Find three more popular myths debunked after the break!

Myth: You should just do "fat-burning zone" exercises to lose weight.

You said: "[I believed] that you would lose more weight if you stayed in the 'fat burning zone' instead of upping it into the [more-intense] cardio zone." — Vanonymous
Fact: Wouldn't it be nice if all we had to do was walk away the pounds? The fat-burning zone you see on cardio machines refers to lower intensity, lower heart-rate zone exercises that burn more fat calories than carbs. In reality, however, the type of calories burned matters less than the overall amount of calories you are burning; if you want to lose weight, higher intensity cardio exercises will do that more efficiently, so it's better to up the intensity and go for the overall burn.

Myth: Six-pack abs are just 1,000 crunches away.

You said: "[I believed I could] spot train fat away . . . I used to try and work my hips and stomach like crazy thinking the fat would just go away because I worked those areas so hard. Now I know that it is a total body workout plus cardio AND a good diet will get me there." — teacupkat
Fact: Toning exercises are important for obtaining definition, but without the right plan your well-defined muscles will be hidden under a layer of fat. To banish the belly, stick to a healthy balanced diet and remember to do high-intensity cardio exercises to burn that stubborn fat as well.

Myth: Doing cardio is the only way to lose weight.

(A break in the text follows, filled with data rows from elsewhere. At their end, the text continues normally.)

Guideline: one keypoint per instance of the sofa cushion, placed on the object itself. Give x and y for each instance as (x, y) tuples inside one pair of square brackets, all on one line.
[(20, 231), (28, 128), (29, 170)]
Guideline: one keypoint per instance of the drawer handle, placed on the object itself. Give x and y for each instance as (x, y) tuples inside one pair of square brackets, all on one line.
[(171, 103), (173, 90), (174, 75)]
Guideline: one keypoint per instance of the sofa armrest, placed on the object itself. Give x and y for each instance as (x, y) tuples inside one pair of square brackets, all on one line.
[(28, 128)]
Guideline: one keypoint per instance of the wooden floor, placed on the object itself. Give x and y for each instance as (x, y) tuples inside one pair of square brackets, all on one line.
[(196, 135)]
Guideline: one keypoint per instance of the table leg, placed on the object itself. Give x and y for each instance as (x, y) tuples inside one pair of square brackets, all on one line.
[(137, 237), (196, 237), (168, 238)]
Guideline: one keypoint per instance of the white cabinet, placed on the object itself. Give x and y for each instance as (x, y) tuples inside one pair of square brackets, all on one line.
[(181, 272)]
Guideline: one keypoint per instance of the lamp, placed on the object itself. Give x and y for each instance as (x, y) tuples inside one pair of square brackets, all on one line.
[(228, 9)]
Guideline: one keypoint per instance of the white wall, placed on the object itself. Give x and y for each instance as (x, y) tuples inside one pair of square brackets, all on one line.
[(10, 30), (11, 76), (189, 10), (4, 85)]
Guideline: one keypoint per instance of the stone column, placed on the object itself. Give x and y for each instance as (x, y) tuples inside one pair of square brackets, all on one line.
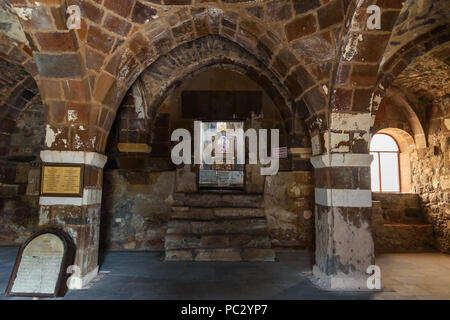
[(78, 216), (344, 244)]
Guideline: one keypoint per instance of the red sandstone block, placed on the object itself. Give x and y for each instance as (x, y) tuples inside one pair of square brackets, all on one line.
[(301, 27)]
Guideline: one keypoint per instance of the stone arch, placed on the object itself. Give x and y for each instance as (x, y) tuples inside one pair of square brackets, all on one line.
[(414, 126), (157, 84), (406, 145), (252, 67), (18, 54), (434, 42)]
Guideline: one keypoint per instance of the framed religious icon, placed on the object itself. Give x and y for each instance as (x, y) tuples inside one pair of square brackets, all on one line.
[(62, 180)]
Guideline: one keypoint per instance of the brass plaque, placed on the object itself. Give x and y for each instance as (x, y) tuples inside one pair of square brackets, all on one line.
[(61, 180)]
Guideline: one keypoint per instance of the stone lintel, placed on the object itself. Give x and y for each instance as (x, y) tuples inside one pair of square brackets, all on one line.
[(342, 160), (343, 198)]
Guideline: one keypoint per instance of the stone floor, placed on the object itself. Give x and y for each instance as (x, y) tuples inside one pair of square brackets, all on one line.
[(144, 275)]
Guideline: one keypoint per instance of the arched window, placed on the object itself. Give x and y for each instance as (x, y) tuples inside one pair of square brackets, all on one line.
[(385, 169)]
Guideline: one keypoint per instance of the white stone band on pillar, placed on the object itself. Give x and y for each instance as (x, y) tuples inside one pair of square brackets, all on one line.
[(77, 157), (343, 198), (342, 160)]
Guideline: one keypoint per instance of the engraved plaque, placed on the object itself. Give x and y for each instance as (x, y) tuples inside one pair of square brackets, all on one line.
[(40, 266), (208, 177), (61, 180), (229, 178)]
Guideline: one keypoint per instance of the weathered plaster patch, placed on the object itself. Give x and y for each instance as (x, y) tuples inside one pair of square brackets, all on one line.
[(339, 142), (350, 122), (72, 115), (351, 48), (50, 135)]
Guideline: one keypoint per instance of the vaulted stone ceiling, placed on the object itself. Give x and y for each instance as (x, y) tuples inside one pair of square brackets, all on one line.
[(9, 23), (426, 83)]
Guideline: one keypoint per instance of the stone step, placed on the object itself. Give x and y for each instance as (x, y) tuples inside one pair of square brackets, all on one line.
[(221, 254), (199, 213), (218, 200), (400, 207), (404, 237), (182, 241), (213, 227)]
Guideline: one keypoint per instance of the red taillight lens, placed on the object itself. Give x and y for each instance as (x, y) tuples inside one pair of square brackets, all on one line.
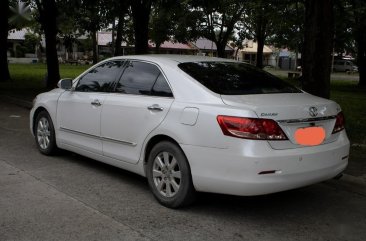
[(340, 123), (251, 128)]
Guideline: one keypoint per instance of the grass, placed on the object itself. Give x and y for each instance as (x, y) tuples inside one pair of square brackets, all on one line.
[(28, 81)]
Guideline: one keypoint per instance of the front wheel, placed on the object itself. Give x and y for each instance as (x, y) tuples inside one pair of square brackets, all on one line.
[(169, 175), (44, 133)]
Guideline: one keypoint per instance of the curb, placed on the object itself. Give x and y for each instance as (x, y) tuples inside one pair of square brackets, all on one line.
[(19, 102), (350, 183)]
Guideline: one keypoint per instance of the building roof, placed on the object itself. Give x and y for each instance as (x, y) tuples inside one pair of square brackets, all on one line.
[(206, 44), (250, 46), (17, 34), (105, 38)]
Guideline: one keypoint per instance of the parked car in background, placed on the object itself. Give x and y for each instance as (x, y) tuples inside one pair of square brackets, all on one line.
[(344, 66), (191, 123)]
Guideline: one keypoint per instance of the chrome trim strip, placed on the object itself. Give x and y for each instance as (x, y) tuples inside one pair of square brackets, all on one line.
[(78, 132), (119, 141), (97, 137), (307, 120)]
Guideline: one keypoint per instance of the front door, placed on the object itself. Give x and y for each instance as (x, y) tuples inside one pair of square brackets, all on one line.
[(141, 102), (79, 110)]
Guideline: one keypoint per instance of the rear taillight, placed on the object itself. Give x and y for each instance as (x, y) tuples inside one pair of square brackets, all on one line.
[(340, 122), (251, 128)]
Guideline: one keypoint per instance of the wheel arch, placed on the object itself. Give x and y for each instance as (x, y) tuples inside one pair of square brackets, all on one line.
[(34, 117), (155, 140)]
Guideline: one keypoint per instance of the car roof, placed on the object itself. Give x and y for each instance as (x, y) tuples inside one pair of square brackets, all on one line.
[(174, 58)]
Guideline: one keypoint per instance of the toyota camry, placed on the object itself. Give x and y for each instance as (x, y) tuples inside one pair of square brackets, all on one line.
[(194, 124)]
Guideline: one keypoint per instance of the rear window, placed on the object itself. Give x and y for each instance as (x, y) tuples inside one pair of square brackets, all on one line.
[(228, 78)]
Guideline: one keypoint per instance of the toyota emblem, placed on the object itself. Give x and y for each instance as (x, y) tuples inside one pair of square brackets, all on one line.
[(313, 111)]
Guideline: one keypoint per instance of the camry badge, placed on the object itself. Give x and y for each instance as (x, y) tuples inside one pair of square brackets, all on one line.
[(313, 111)]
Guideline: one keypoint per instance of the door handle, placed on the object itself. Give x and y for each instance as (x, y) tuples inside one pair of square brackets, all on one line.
[(96, 102), (155, 107)]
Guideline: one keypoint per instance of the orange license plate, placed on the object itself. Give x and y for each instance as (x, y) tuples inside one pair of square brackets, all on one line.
[(310, 136)]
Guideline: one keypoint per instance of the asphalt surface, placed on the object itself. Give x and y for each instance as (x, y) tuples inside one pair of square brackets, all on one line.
[(69, 197)]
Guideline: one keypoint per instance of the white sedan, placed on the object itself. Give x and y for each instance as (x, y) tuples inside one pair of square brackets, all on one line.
[(191, 123)]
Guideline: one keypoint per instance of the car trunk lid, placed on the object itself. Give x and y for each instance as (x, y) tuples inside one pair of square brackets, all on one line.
[(292, 111)]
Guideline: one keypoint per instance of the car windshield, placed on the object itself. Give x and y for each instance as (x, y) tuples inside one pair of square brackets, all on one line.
[(230, 78)]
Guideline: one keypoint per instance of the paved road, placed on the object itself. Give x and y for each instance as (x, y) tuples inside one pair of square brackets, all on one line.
[(69, 197)]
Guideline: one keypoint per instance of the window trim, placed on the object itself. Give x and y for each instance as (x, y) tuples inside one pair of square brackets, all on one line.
[(114, 82), (147, 62)]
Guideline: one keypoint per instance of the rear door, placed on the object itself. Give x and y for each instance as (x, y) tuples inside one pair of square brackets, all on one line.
[(141, 101), (78, 112)]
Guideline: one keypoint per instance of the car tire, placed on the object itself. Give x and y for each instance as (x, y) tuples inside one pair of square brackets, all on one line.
[(44, 133), (169, 175)]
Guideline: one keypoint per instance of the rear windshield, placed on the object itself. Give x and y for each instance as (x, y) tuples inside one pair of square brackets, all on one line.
[(228, 78)]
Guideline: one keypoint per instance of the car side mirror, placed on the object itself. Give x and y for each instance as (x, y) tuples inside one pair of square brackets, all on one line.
[(65, 84)]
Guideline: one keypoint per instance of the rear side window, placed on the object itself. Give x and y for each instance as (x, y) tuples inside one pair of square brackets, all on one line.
[(101, 78), (228, 78), (142, 78)]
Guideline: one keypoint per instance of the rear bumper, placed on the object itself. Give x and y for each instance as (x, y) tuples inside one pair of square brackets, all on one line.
[(235, 170)]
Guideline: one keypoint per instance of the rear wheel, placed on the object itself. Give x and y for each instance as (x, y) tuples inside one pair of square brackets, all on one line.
[(44, 133), (169, 175)]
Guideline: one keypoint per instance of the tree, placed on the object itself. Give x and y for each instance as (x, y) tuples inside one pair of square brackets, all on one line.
[(173, 20), (4, 28), (48, 18), (219, 19), (141, 10), (122, 14), (359, 31), (318, 43)]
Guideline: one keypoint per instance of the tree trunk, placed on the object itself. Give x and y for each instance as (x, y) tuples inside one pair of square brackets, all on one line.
[(361, 56), (260, 46), (260, 34), (318, 47), (359, 10), (141, 16), (4, 28), (48, 14), (95, 46), (118, 44), (220, 50)]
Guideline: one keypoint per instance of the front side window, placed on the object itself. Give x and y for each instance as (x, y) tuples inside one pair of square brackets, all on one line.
[(230, 78), (101, 78), (142, 78)]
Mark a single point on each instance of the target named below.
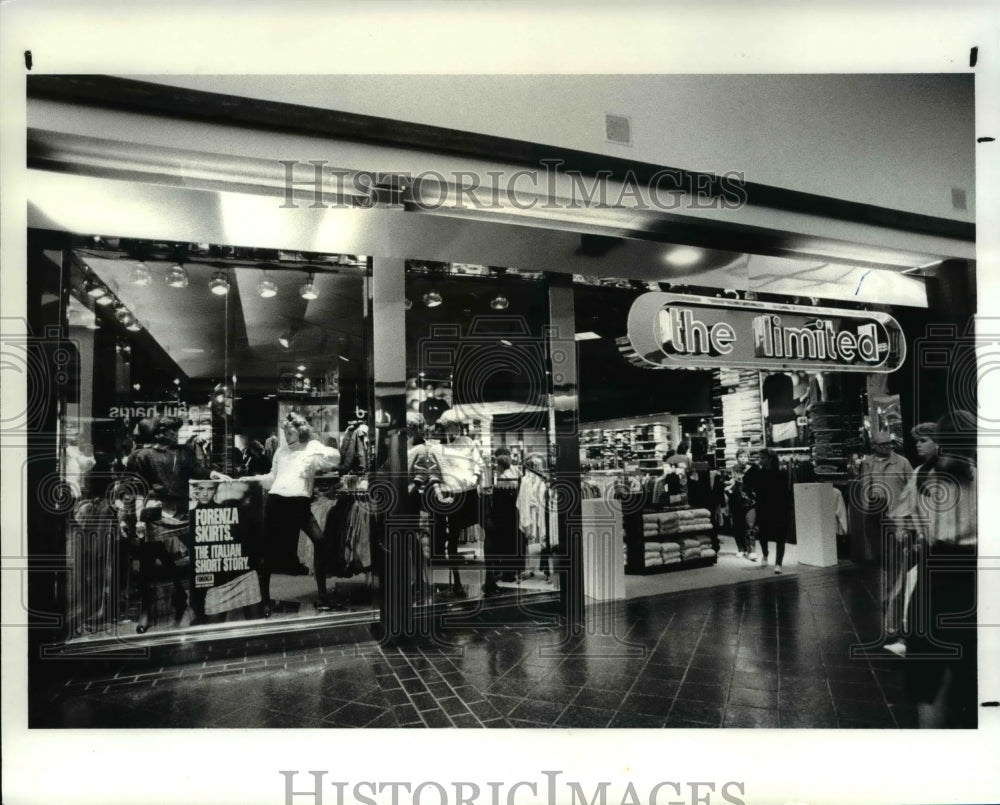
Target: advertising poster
(226, 522)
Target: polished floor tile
(768, 655)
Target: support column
(562, 352)
(388, 491)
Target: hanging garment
(357, 540)
(354, 451)
(531, 506)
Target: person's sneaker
(898, 648)
(328, 605)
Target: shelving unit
(634, 444)
(736, 412)
(667, 550)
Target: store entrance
(216, 440)
(479, 434)
(703, 477)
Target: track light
(308, 289)
(219, 285)
(266, 287)
(177, 277)
(140, 274)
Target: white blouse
(295, 466)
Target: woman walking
(773, 507)
(940, 645)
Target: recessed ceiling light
(683, 257)
(308, 289)
(140, 274)
(266, 287)
(177, 277)
(219, 285)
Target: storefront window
(480, 446)
(206, 375)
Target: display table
(603, 567)
(816, 524)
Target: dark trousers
(284, 518)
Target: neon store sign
(669, 331)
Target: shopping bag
(243, 591)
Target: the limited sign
(670, 331)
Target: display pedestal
(603, 545)
(816, 524)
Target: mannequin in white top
(288, 511)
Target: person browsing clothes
(288, 506)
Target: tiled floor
(779, 652)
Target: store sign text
(671, 331)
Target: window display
(478, 433)
(191, 359)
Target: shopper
(742, 505)
(424, 478)
(774, 503)
(501, 545)
(881, 486)
(461, 470)
(681, 458)
(288, 507)
(940, 641)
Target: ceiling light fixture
(177, 277)
(683, 257)
(308, 289)
(140, 274)
(219, 285)
(266, 287)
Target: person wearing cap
(883, 480)
(940, 645)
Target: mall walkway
(779, 652)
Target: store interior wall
(908, 139)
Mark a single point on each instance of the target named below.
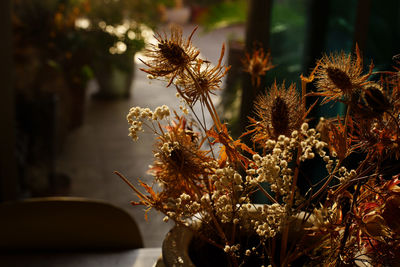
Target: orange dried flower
(180, 164)
(339, 75)
(170, 56)
(201, 80)
(280, 112)
(257, 65)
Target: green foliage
(224, 14)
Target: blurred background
(69, 74)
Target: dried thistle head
(179, 163)
(171, 55)
(202, 80)
(339, 75)
(280, 111)
(257, 65)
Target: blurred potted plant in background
(58, 47)
(115, 31)
(52, 70)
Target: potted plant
(342, 216)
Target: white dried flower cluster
(183, 104)
(273, 168)
(184, 206)
(231, 249)
(227, 183)
(345, 175)
(311, 143)
(324, 217)
(136, 116)
(269, 221)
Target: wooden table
(144, 257)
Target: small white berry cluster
(266, 220)
(136, 116)
(273, 168)
(311, 143)
(227, 184)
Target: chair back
(66, 223)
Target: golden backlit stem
(214, 116)
(132, 186)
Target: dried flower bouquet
(205, 175)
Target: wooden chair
(66, 223)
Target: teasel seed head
(375, 99)
(339, 78)
(280, 112)
(280, 116)
(339, 75)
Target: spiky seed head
(339, 78)
(280, 116)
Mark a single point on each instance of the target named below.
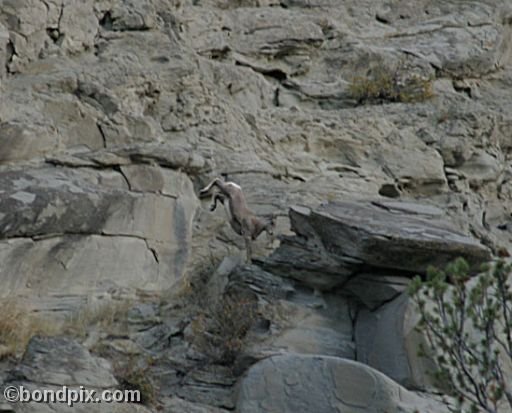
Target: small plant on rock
(220, 331)
(133, 376)
(468, 325)
(390, 85)
(18, 325)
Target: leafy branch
(467, 323)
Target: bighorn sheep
(243, 221)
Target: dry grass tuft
(390, 85)
(220, 330)
(18, 325)
(132, 376)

You said: "[I believed] that cardio was the only way I could ever lose inches and pounds. It wasn't until I got a stress fracture in my foot from too much running and switched to lifting weights three times a week with a trainer that I realized the importance of strength training — and I actually got down to a size 2!" — laellavita
Fact: It's not all about cardio, however. Some of you believed that cardio exercises were your magic ticket to shedding pounds, but as mentioned above a balanced exercise routine should include strength training as well, since more muscle mass equals higher metabolism. In fact, not only should you become a regular in the weight room, but you may want to try out heavier weights as well; studies have shown that women who lifted heavier weights and did fewer repetitions upped their caloric burn compared to women who used lighter weights and did more reps.